It’s the season of 2008/09, my first for the club. After a handful of games in second grade I am selected to make my debut (courtesy of the bracket, pun intended) in first grade, week 2 of the round against Gordon. I walk out to open the batting with Ed Cowan. Matt Nicholson will be bowling for Gordon. I look up as I walk onto University number 1 oval to see the unmistakable figure of Greg Matthews strolling toward me. He grabs my arm and says “You’re playing with the big boys now”.
Now Mo definitely said ‘big boys’, but a more commonly used phrase is ‘big dogs’. Urban dictionary defines ‘Big Dog’ as “one at the top of his game. Be it business man, doctor, sportsman, etc”. It’s safe to say that SUCC has had our share of Big Dogs grace the sheds.

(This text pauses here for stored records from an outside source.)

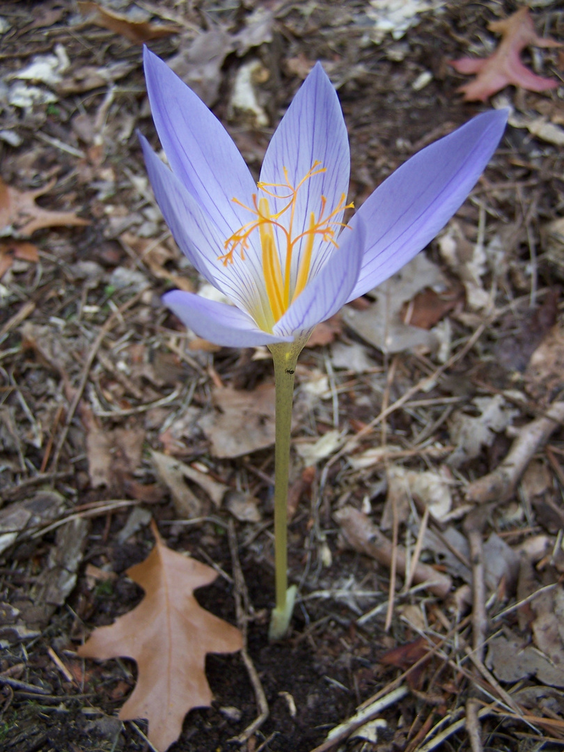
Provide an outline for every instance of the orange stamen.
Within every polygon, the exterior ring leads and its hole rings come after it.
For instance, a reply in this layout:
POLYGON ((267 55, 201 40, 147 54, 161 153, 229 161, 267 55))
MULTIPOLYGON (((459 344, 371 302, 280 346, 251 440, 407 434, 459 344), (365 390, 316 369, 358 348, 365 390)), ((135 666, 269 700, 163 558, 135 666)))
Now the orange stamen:
POLYGON ((321 162, 316 161, 298 184, 294 187, 290 181, 288 171, 284 168, 284 183, 257 183, 257 188, 267 196, 271 196, 277 200, 287 201, 281 209, 274 214, 271 214, 268 199, 262 197, 257 199, 257 195, 253 194, 253 205, 247 206, 238 199, 233 202, 238 206, 247 209, 255 215, 255 219, 247 222, 234 232, 225 241, 226 253, 220 256, 218 260, 223 265, 232 264, 234 254, 238 252, 241 260, 244 260, 244 252, 249 246, 249 237, 256 230, 259 230, 260 244, 262 250, 262 269, 265 277, 265 288, 268 297, 268 305, 271 316, 267 314, 268 321, 264 321, 265 326, 271 329, 287 311, 292 303, 300 295, 309 278, 311 268, 311 257, 316 235, 320 235, 325 242, 331 243, 335 248, 338 247, 335 239, 336 227, 347 227, 348 226, 337 220, 338 215, 345 209, 353 208, 353 204, 345 205, 346 196, 341 195, 337 206, 326 216, 327 199, 324 196, 320 196, 321 207, 319 214, 316 217, 311 211, 308 229, 298 235, 293 233, 293 225, 297 205, 298 191, 314 175, 326 171, 321 166, 321 162), (283 189, 284 193, 277 193, 276 189, 283 189), (287 215, 286 221, 280 222, 280 218, 287 215), (277 247, 276 237, 274 228, 280 231, 286 247, 277 247), (295 284, 292 285, 292 254, 296 244, 305 238, 302 247, 302 257, 297 270, 295 284), (281 258, 284 257, 284 273, 282 271, 281 258))

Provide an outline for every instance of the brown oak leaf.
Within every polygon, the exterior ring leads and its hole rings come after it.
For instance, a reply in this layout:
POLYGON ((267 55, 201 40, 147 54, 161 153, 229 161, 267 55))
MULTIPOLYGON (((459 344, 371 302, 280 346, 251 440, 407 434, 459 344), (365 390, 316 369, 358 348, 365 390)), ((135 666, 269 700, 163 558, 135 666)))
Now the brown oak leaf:
POLYGON ((74 211, 50 211, 35 203, 38 196, 50 191, 55 182, 35 190, 20 191, 0 177, 0 234, 29 238, 44 227, 89 225, 88 220, 77 217, 74 211))
POLYGON ((213 582, 216 572, 168 548, 154 523, 153 532, 156 542, 149 556, 127 570, 145 597, 114 624, 95 629, 78 654, 137 662, 137 684, 120 718, 147 718, 149 741, 163 752, 180 736, 188 711, 211 702, 206 653, 233 653, 243 640, 238 629, 205 611, 194 597, 197 587, 213 582))
POLYGON ((512 83, 532 92, 555 89, 558 81, 537 76, 521 62, 520 54, 529 44, 540 47, 560 47, 559 42, 539 37, 528 8, 521 8, 508 18, 493 21, 487 27, 501 34, 502 41, 489 57, 462 57, 449 61, 459 73, 477 74, 474 80, 456 89, 467 102, 485 102, 489 96, 512 83))

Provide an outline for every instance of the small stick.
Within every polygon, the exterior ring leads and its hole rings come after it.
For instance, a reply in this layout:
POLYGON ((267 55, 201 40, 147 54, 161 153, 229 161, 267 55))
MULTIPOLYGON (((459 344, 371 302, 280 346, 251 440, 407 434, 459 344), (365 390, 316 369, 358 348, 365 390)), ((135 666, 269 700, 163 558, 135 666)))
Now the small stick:
POLYGON ((244 578, 243 577, 243 572, 241 569, 239 556, 237 553, 237 536, 235 535, 235 524, 232 520, 229 520, 229 524, 227 530, 229 538, 232 566, 233 569, 233 580, 235 582, 235 613, 237 614, 237 626, 239 627, 243 635, 243 647, 241 650, 241 656, 249 675, 249 678, 250 679, 250 683, 253 685, 253 689, 254 690, 256 705, 259 706, 259 715, 256 718, 255 718, 253 723, 247 726, 247 728, 238 736, 235 736, 232 739, 229 740, 230 741, 242 744, 261 727, 262 723, 264 723, 268 717, 269 711, 268 703, 266 700, 265 690, 262 689, 262 684, 259 678, 259 675, 256 672, 254 664, 250 660, 250 656, 247 651, 247 614, 245 613, 245 609, 243 608, 243 603, 241 602, 244 602, 245 605, 248 608, 249 596, 247 592, 247 586, 245 584, 244 578))
POLYGON ((564 421, 564 402, 553 402, 545 414, 519 429, 509 453, 496 469, 466 488, 466 499, 479 504, 509 499, 531 458, 564 421))
POLYGON ((472 350, 485 330, 486 324, 480 324, 463 347, 462 347, 457 353, 455 353, 455 354, 453 355, 446 363, 443 363, 442 365, 439 365, 436 371, 434 371, 429 376, 424 376, 422 379, 420 379, 416 384, 414 384, 411 389, 408 389, 407 392, 402 394, 399 399, 396 399, 395 402, 386 408, 385 410, 382 410, 379 415, 377 415, 376 417, 371 420, 369 423, 367 423, 367 425, 365 426, 364 428, 361 429, 358 433, 356 433, 354 436, 351 436, 342 449, 337 452, 336 454, 333 455, 326 466, 329 468, 340 457, 343 456, 343 455, 350 454, 353 450, 355 449, 359 444, 361 439, 363 438, 367 434, 370 433, 372 429, 378 426, 379 423, 381 423, 381 421, 385 420, 388 415, 402 407, 414 394, 417 394, 418 392, 424 391, 428 387, 435 384, 435 382, 438 381, 441 376, 442 376, 445 371, 447 371, 451 365, 453 365, 458 360, 463 358, 468 350, 472 350))
POLYGON ((332 747, 336 747, 340 741, 346 739, 356 729, 360 728, 361 726, 364 726, 369 720, 373 720, 383 710, 389 708, 391 705, 394 705, 396 702, 399 702, 408 693, 409 690, 407 687, 398 687, 396 689, 389 692, 388 694, 384 695, 384 697, 374 700, 368 707, 362 708, 343 723, 340 723, 339 726, 335 726, 334 729, 332 729, 327 735, 327 738, 325 741, 320 744, 319 747, 316 747, 311 752, 327 752, 332 747))
MULTIPOLYGON (((381 564, 389 567, 393 559, 393 546, 379 529, 370 522, 365 514, 353 507, 343 507, 333 515, 341 526, 343 535, 352 547, 371 556, 381 564)), ((402 546, 396 547, 397 571, 405 576, 407 556, 402 546)), ((448 575, 437 572, 428 564, 417 562, 413 573, 413 581, 426 583, 428 590, 435 596, 444 598, 450 591, 452 580, 448 575)))
POLYGON ((466 702, 465 726, 472 752, 484 752, 482 744, 482 724, 478 714, 478 704, 475 697, 469 697, 466 702))
MULTIPOLYGON (((487 614, 486 613, 486 583, 484 567, 484 541, 482 535, 486 522, 487 508, 478 507, 472 510, 464 520, 463 529, 470 547, 470 560, 472 566, 472 646, 473 656, 484 663, 484 648, 487 634, 487 614)), ((477 670, 475 663, 475 672, 477 670)), ((475 693, 475 685, 474 692, 475 693)), ((484 752, 482 726, 478 717, 475 696, 466 702, 466 733, 472 752, 484 752)))
POLYGON ((13 679, 11 676, 6 676, 5 674, 0 674, 0 684, 8 684, 16 691, 29 692, 33 695, 48 695, 51 692, 50 690, 44 690, 42 687, 28 684, 26 681, 20 681, 20 679, 13 679))
POLYGON ((472 647, 474 655, 481 663, 484 663, 484 646, 487 632, 482 541, 487 513, 487 510, 484 508, 474 510, 467 515, 463 526, 470 547, 470 560, 472 566, 472 647))
POLYGON ((84 389, 86 385, 86 381, 88 381, 88 377, 90 374, 90 368, 92 368, 92 363, 96 359, 98 350, 102 347, 102 343, 104 341, 106 335, 108 335, 110 329, 114 326, 116 319, 118 317, 121 316, 121 314, 124 313, 126 311, 127 311, 128 308, 130 308, 132 305, 136 303, 141 298, 141 294, 142 294, 141 293, 138 293, 137 295, 134 295, 132 298, 130 298, 128 301, 126 301, 126 302, 125 302, 123 305, 121 305, 120 306, 119 308, 117 308, 111 314, 111 315, 108 317, 105 323, 100 329, 98 336, 94 340, 94 342, 92 343, 92 345, 90 347, 90 350, 88 353, 88 357, 86 358, 86 362, 84 363, 84 367, 82 369, 80 381, 79 381, 78 387, 77 387, 77 390, 74 393, 74 397, 73 398, 72 402, 71 403, 71 406, 68 408, 68 414, 67 415, 67 419, 65 421, 65 425, 63 426, 62 432, 61 433, 61 435, 59 437, 59 441, 57 442, 56 449, 55 450, 55 454, 53 455, 53 462, 51 462, 52 472, 54 472, 57 468, 57 465, 59 464, 59 458, 62 450, 62 447, 65 445, 65 441, 66 441, 67 435, 68 434, 68 429, 70 429, 71 423, 72 423, 72 420, 74 417, 74 413, 76 412, 77 408, 78 407, 78 403, 80 402, 80 399, 82 399, 82 395, 84 392, 84 389))
MULTIPOLYGON (((383 423, 382 426, 385 426, 383 423)), ((394 493, 392 496, 392 561, 390 562, 390 588, 388 589, 388 608, 386 611, 386 621, 384 625, 384 631, 387 632, 392 624, 392 617, 393 616, 393 605, 396 596, 396 576, 398 571, 398 529, 399 528, 399 520, 398 519, 398 505, 394 493)))

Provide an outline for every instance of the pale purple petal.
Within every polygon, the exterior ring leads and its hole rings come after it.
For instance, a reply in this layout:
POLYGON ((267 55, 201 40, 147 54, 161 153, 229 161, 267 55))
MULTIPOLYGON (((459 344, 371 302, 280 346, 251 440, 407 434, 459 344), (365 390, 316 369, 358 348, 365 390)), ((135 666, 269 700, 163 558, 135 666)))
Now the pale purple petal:
POLYGON ((366 234, 362 220, 347 233, 321 271, 310 279, 303 292, 275 324, 277 334, 299 334, 339 311, 350 297, 358 278, 366 234))
POLYGON ((147 89, 155 126, 177 177, 209 214, 223 239, 247 222, 256 186, 217 118, 170 68, 145 47, 147 89))
POLYGON ((256 280, 262 274, 256 259, 236 259, 232 264, 223 265, 218 258, 225 252, 220 230, 161 162, 147 139, 141 134, 138 136, 157 203, 182 252, 208 282, 233 302, 256 310, 261 299, 256 280))
POLYGON ((350 222, 362 219, 366 249, 349 299, 395 274, 460 208, 496 150, 508 111, 478 115, 412 156, 376 189, 350 222))
POLYGON ((244 311, 192 293, 174 290, 163 295, 162 302, 199 337, 226 347, 253 347, 293 338, 263 332, 244 311))
MULTIPOLYGON (((315 162, 321 162, 326 171, 306 180, 298 192, 294 237, 307 229, 311 211, 319 214, 322 196, 327 199, 327 214, 336 208, 341 196, 346 199, 349 187, 350 157, 347 128, 337 92, 319 62, 299 89, 272 136, 260 171, 260 181, 284 185, 286 168, 290 183, 296 186, 315 162)), ((284 187, 268 190, 280 196, 288 194, 284 187)), ((268 200, 276 211, 287 204, 287 199, 268 197, 268 200)), ((287 213, 280 221, 285 223, 287 217, 287 213)), ((342 213, 335 217, 337 221, 341 218, 342 213)), ((279 247, 285 247, 282 234, 278 232, 277 235, 279 247)), ((301 244, 296 246, 293 256, 294 278, 300 261, 301 244)), ((324 258, 329 246, 320 237, 316 239, 314 257, 320 248, 324 258)))

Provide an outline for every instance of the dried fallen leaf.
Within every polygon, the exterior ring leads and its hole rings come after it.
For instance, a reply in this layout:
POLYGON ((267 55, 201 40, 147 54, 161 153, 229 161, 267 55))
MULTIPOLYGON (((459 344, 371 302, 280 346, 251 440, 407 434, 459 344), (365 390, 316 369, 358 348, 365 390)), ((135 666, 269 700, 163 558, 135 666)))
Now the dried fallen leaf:
POLYGON ((564 687, 562 669, 553 666, 540 650, 516 635, 499 635, 488 642, 486 665, 500 681, 514 682, 529 676, 550 687, 564 687))
POLYGON ((540 47, 560 47, 554 39, 539 37, 535 31, 529 8, 520 8, 508 18, 488 24, 490 32, 502 35, 496 51, 486 58, 462 57, 450 61, 458 71, 477 74, 474 80, 456 90, 464 93, 466 102, 485 102, 489 96, 513 84, 532 92, 556 89, 558 81, 537 76, 521 62, 520 54, 529 45, 540 47))
POLYGON ((15 259, 36 264, 39 261, 38 247, 26 241, 0 243, 0 279, 5 274, 15 259))
POLYGON ((43 188, 20 191, 6 185, 0 177, 0 235, 29 238, 44 227, 89 225, 88 220, 77 217, 74 211, 49 211, 35 203, 38 196, 47 193, 54 184, 55 180, 51 180, 43 188))
MULTIPOLYGON (((240 457, 274 443, 274 386, 262 384, 253 392, 230 387, 213 390, 217 411, 208 413, 198 421, 211 442, 214 457, 240 457)), ((303 410, 294 411, 293 426, 303 410)))
POLYGON ((108 11, 96 2, 79 2, 78 9, 80 13, 93 14, 89 19, 97 26, 108 29, 115 34, 120 34, 135 44, 142 44, 151 39, 159 39, 168 37, 171 34, 177 34, 179 29, 176 26, 165 24, 150 23, 148 21, 132 21, 119 13, 108 11))
POLYGON ((496 434, 505 430, 519 414, 519 411, 509 407, 499 394, 493 397, 475 397, 472 402, 480 415, 473 417, 457 412, 450 422, 450 438, 456 445, 447 460, 451 467, 459 467, 477 457, 482 447, 490 447, 496 434))
POLYGON ((404 304, 421 290, 427 287, 443 290, 445 287, 446 280, 438 267, 420 253, 370 293, 376 298, 370 308, 356 311, 347 305, 341 315, 353 332, 384 353, 435 350, 439 342, 435 333, 405 323, 402 311, 404 304))
POLYGON ((524 380, 528 393, 547 406, 564 386, 564 330, 553 326, 531 356, 524 380))
POLYGON ((120 718, 148 719, 149 740, 163 752, 180 735, 185 714, 211 702, 206 654, 233 653, 243 641, 238 629, 194 597, 196 588, 216 578, 214 569, 168 548, 154 526, 153 532, 155 547, 127 570, 145 597, 114 624, 95 629, 78 653, 101 660, 128 656, 137 663, 137 684, 120 718))

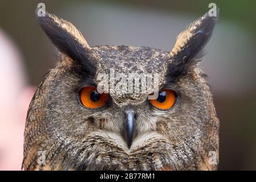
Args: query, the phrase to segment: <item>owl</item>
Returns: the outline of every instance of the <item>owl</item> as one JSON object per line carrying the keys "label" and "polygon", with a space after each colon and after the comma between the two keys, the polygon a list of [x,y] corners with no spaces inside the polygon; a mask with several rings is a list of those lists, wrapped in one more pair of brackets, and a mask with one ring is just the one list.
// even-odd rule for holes
{"label": "owl", "polygon": [[37,15],[58,60],[29,106],[23,168],[216,169],[219,120],[200,63],[218,15],[188,26],[170,52],[90,47],[71,23]]}

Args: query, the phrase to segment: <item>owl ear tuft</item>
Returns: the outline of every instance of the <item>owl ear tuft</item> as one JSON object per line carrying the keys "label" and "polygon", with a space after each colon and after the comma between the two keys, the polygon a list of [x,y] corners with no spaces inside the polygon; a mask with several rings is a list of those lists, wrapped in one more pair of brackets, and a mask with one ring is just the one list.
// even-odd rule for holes
{"label": "owl ear tuft", "polygon": [[35,10],[39,24],[56,48],[90,73],[95,67],[88,58],[91,48],[81,32],[72,23],[47,11],[45,15],[39,16],[39,10],[42,11]]}
{"label": "owl ear tuft", "polygon": [[209,12],[206,13],[178,35],[170,53],[168,82],[173,82],[177,77],[184,75],[202,58],[204,48],[212,36],[218,13],[218,10],[216,16],[210,16]]}
{"label": "owl ear tuft", "polygon": [[210,40],[218,19],[219,10],[216,16],[210,16],[209,12],[191,23],[178,35],[170,53],[173,61],[187,62],[202,54],[201,51]]}

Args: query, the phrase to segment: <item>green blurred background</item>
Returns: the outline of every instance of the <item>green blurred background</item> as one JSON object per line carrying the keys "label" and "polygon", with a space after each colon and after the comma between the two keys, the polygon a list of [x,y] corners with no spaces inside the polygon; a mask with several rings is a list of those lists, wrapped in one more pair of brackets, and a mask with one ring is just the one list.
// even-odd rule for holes
{"label": "green blurred background", "polygon": [[91,46],[166,51],[188,24],[215,3],[219,22],[202,67],[221,121],[218,168],[256,169],[256,1],[1,0],[0,28],[17,44],[34,85],[54,65],[56,51],[35,18],[40,2],[47,11],[72,22]]}

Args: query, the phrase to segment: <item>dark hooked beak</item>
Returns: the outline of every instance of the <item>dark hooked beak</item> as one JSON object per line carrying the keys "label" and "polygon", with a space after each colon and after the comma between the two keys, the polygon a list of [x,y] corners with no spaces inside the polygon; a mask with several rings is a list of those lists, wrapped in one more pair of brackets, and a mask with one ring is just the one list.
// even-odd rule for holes
{"label": "dark hooked beak", "polygon": [[129,149],[135,136],[135,119],[133,110],[125,111],[125,121],[124,123],[124,136]]}

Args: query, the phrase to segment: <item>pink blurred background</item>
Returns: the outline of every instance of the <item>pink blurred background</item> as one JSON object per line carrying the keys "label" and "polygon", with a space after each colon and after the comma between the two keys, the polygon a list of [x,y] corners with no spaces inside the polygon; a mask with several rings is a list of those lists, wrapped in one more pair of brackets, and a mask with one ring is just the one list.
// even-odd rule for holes
{"label": "pink blurred background", "polygon": [[[145,46],[170,51],[176,36],[208,10],[209,1],[0,2],[0,170],[20,170],[26,111],[54,65],[56,49],[34,10],[71,22],[91,46]],[[220,17],[202,67],[221,121],[219,169],[256,169],[256,2],[215,1]]]}

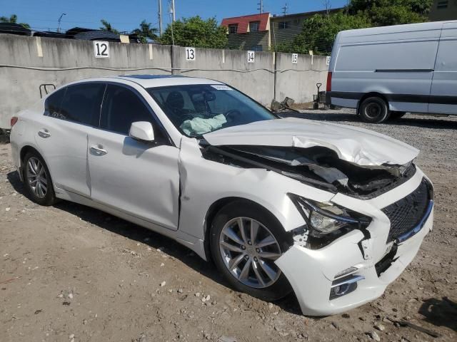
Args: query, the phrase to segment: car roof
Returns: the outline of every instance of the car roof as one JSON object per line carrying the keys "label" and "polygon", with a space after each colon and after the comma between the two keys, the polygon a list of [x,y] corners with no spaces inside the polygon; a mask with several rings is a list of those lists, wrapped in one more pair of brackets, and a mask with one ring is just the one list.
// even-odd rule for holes
{"label": "car roof", "polygon": [[130,81],[139,84],[144,88],[156,88],[168,86],[185,86],[189,84],[224,84],[219,81],[209,78],[200,78],[197,77],[187,77],[179,75],[121,75],[119,76],[101,77],[97,78],[89,78],[80,80],[79,82],[106,81],[116,82],[119,80]]}

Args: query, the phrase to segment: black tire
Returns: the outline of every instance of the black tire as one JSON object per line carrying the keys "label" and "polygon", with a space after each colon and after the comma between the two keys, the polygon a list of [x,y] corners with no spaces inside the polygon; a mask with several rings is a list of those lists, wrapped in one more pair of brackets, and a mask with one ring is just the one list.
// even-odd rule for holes
{"label": "black tire", "polygon": [[372,96],[362,101],[358,106],[358,115],[366,123],[381,123],[388,119],[388,105],[381,98]]}
{"label": "black tire", "polygon": [[268,287],[258,289],[242,284],[226,266],[220,250],[219,239],[226,223],[237,217],[253,219],[265,226],[276,239],[281,254],[288,249],[293,244],[291,237],[284,231],[271,212],[248,201],[234,201],[224,207],[217,213],[211,224],[209,243],[213,260],[216,267],[230,285],[238,291],[245,292],[265,301],[276,301],[285,297],[291,292],[292,288],[286,276],[280,270],[280,275],[274,283]]}
{"label": "black tire", "polygon": [[[27,169],[29,167],[29,162],[31,159],[35,158],[36,160],[39,160],[43,168],[44,172],[45,172],[45,176],[46,179],[46,195],[40,197],[39,197],[34,190],[32,188],[31,185],[29,177],[27,176]],[[30,198],[35,203],[37,203],[40,205],[44,206],[50,206],[53,205],[56,202],[56,194],[54,192],[54,185],[52,182],[52,178],[51,177],[51,173],[49,172],[49,169],[48,169],[48,166],[44,162],[44,160],[39,155],[39,153],[36,152],[28,152],[24,158],[24,164],[22,167],[22,177],[24,180],[24,187],[25,189],[26,195],[29,198]]]}
{"label": "black tire", "polygon": [[399,119],[405,116],[405,114],[406,114],[406,112],[391,112],[390,118],[392,120]]}

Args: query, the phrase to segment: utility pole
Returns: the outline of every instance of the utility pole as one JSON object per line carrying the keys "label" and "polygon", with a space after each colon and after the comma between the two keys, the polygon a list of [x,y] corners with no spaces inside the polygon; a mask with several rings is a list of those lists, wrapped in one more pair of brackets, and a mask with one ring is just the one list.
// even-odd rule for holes
{"label": "utility pole", "polygon": [[257,4],[258,5],[258,8],[257,9],[260,11],[261,14],[263,13],[263,0],[260,0],[260,2],[258,2]]}
{"label": "utility pole", "polygon": [[60,32],[60,22],[62,21],[62,17],[66,16],[66,13],[62,13],[59,17],[59,26],[57,26],[57,32]]}
{"label": "utility pole", "polygon": [[161,37],[164,33],[162,28],[162,0],[159,0],[159,32]]}
{"label": "utility pole", "polygon": [[173,14],[173,22],[174,23],[176,20],[176,14],[174,8],[174,0],[171,0],[171,13]]}
{"label": "utility pole", "polygon": [[287,15],[287,2],[286,3],[286,5],[284,5],[284,7],[283,7],[283,16],[286,16]]}

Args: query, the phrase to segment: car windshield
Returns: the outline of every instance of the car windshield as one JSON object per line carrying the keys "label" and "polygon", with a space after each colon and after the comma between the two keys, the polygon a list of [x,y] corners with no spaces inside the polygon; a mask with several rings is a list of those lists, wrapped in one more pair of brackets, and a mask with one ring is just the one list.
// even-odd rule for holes
{"label": "car windshield", "polygon": [[226,85],[173,86],[147,90],[176,128],[189,137],[276,118],[262,105]]}

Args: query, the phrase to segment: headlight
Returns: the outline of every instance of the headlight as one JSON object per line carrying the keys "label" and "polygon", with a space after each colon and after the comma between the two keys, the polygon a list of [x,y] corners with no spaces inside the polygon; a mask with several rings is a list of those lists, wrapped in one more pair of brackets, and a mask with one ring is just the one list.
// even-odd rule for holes
{"label": "headlight", "polygon": [[289,194],[289,197],[303,216],[309,234],[321,237],[343,228],[366,227],[371,219],[338,205],[318,202]]}

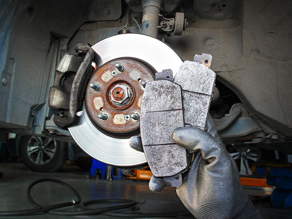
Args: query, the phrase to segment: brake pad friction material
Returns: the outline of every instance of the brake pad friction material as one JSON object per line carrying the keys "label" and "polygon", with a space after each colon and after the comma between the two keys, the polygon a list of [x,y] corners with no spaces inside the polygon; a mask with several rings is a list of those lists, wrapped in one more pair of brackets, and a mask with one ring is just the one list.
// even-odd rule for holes
{"label": "brake pad friction material", "polygon": [[185,126],[206,128],[216,73],[205,65],[185,61],[174,82],[182,90]]}
{"label": "brake pad friction material", "polygon": [[148,82],[141,104],[140,130],[155,176],[173,176],[186,168],[186,151],[172,138],[174,129],[183,126],[181,87],[164,80]]}

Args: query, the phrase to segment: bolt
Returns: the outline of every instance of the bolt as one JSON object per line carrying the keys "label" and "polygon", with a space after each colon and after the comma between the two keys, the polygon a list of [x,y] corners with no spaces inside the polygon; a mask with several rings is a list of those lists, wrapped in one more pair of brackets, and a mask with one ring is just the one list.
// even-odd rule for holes
{"label": "bolt", "polygon": [[139,114],[136,113],[135,112],[132,112],[130,114],[130,116],[134,120],[138,120],[139,119]]}
{"label": "bolt", "polygon": [[121,64],[119,63],[118,62],[116,63],[115,66],[116,68],[118,69],[118,70],[119,70],[120,72],[123,72],[125,69],[123,65],[121,65]]}
{"label": "bolt", "polygon": [[131,91],[128,86],[119,84],[113,87],[110,91],[110,100],[116,105],[126,104],[132,95]]}
{"label": "bolt", "polygon": [[89,87],[90,87],[96,91],[98,91],[98,90],[99,90],[99,86],[96,84],[94,84],[94,83],[91,83],[89,85]]}
{"label": "bolt", "polygon": [[127,115],[125,115],[125,116],[124,116],[124,118],[125,119],[125,120],[126,121],[128,121],[128,120],[130,120],[130,116],[128,115],[128,114]]}
{"label": "bolt", "polygon": [[7,79],[5,77],[3,77],[2,79],[2,84],[4,86],[5,86],[6,84],[7,84]]}
{"label": "bolt", "polygon": [[101,112],[98,113],[98,115],[97,115],[97,117],[102,120],[104,121],[108,119],[108,115],[107,115],[105,113],[102,113]]}
{"label": "bolt", "polygon": [[121,87],[116,87],[111,91],[112,96],[115,100],[121,100],[124,97],[124,90]]}
{"label": "bolt", "polygon": [[146,87],[146,84],[147,84],[147,81],[145,80],[142,80],[141,82],[141,85],[143,86],[143,88],[145,88]]}
{"label": "bolt", "polygon": [[160,22],[160,26],[161,27],[165,27],[166,26],[166,23],[164,20],[163,20]]}

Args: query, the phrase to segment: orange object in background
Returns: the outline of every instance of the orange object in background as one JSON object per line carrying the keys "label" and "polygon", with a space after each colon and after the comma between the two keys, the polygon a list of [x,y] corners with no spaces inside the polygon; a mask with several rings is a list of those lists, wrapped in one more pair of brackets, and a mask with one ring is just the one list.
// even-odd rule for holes
{"label": "orange object in background", "polygon": [[274,187],[267,184],[266,179],[240,177],[240,181],[242,185],[246,185],[247,186],[270,187],[272,188]]}
{"label": "orange object in background", "polygon": [[[141,170],[135,169],[133,172],[135,175],[132,176],[128,176],[128,179],[149,181],[153,175],[149,167],[145,167]],[[243,186],[272,188],[273,187],[267,184],[266,179],[240,177],[240,181],[241,184]]]}

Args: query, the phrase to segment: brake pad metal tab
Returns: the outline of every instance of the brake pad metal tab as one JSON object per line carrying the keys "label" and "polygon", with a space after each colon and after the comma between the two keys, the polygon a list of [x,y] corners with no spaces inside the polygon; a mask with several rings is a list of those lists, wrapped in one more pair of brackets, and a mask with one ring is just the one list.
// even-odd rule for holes
{"label": "brake pad metal tab", "polygon": [[185,126],[206,128],[216,73],[199,62],[183,62],[174,79],[182,90]]}
{"label": "brake pad metal tab", "polygon": [[165,184],[180,186],[182,172],[188,165],[186,150],[172,140],[173,131],[184,126],[205,128],[216,75],[209,68],[209,55],[208,62],[202,60],[205,55],[197,56],[198,62],[184,61],[174,82],[164,78],[169,74],[167,70],[157,74],[159,80],[146,85],[141,104],[141,140],[152,173],[163,177]]}

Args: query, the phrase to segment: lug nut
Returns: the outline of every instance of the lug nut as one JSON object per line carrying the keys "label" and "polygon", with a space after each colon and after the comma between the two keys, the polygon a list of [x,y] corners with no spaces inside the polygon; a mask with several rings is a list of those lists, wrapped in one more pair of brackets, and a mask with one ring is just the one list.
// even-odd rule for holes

MacGill, Clark, Casson, Cowan, Matthews, Mail, Henry, Cameron, Abbott, Carters, Moran…. You wouldn’t lose too many fixtures with that side… and that’s just since I joined the club.
In that list, they come no bigger than Stuart MacGill. One of Australia’s greatest spinners, he returned to the SUCC ranks in 2011/12 in an attempt to spark a T20 comeback. It has become an infamous event within the first grade side, but let me share a story of a time when I bit off far more than I could chew.
After an emphatic victory, the quorum of the first grade side slipped into the ritual ‘team tub’. Those who have been lucky enough to play at number 1 oval, will know the perils of arriving late to such an event. As the majority of us settled into our usual showers and soaping routines, we could hear Stuart rustling about with his towel on the periphery. Some knowing looks toward me indicated that the play was on. I reached for the one shower head that shoots in a powerful singular jet, and as he strolled through the opening he was meet with an intense stream of ice cold water to the midsection. Instantly seeing red at this show of disrespect, he headed back out to the sheds and swiftly scooped up my playing kit and dragged it toward the showers. The only thing that saved me from an expensive trip to Kingsgrove was the large naked frame of Ian Moran, as he blocked an increasingly agitated MacGill from throwing my kit under the shower.
In the ensuing minutes, amongst nervous laughter from the group and a hapless explanation by myself as to why I thought it was appropriate to take such action, I was firmly reminded by Stuart of exactly where I fit into the ‘SUCC hierarchy’.
Any new shed can be an intimidating place. A shed filled with Big Dogs even more so. But there is one thing you learn when you spend some time with these characters. They are just regular blokes, who happen to be very good cricketers. Once you find your place within the side, and settle into the team dynamic, you have an amazing opportunity to learn from guys who have been to the top levels of the game. The thing with Big Dogs is, their bark is worse than their bite.
The Uni Number 1 sheds are one of my favourite places. Some of the most valuable learning you can do at cricket is after stumps is called and you have a more relaxed opportunity to assess the day with your peers. Long may the traditions continue, and I hope to see you all in the sheds as we push for more success this season.